The thousands that began to trickle into Electric Daisy Carnival on Friday came ready to party for 10 hours, some barely looking up to see the DJ on stage. They were there to dance at the Chicago area’s largest outdoor rave featuring 53 acts on five stages. And while you were sleeping, they were listening to pounding beats until 4 a.m.
This isn’t your typical music festival. It is indeed, a carnival, full of promoter-hired scantily-clad costumed ladies, stilt-walking marionettes and a giant white mechanical worm swarming around the hyper crowd. Revelers rode amusement rides — The Mega Drop and a large swing — before rushing out to stages to jump up and down.
Everything is intended to wake you up, the music, the in your face LED displays, the cold drinks. Beer vendors stood less than 50 feet from the main entrance for concertgoers to load up early.
Most performers were men, although Friday’s set included Rebecca & Fiona, a Swedish DJ duo, and Anna Lunoe, an Australian DJ, playing head to head.
The big names come out late, very late. French house music producer David Guetta, whose big name guest vocalists have made him very radio-friendly, started his set at midnight.
The two more popular stages were worlds apart, but within the confines of the speedway. A smaller stage called wideawake ARTCAR drew a tiny crowd to its lavish gold stage as local house DJs spinned.

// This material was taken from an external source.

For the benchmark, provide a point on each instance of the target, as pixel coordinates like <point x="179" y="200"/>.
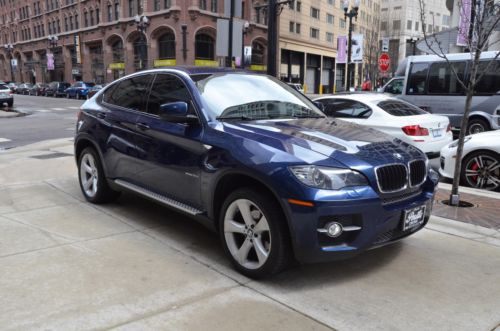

If you’re trying to predict summer fashions at one of the area’s earliest festivals, you won’t be able to sum up the crowd. Festival goers wore everything from neon visors, to tutus to furry rainbow-colored boots. Men and women wore sweatbands, fairy wings and tiny shorts. Some men came shirtless or wearing large print t-shirts with suggestive slogans.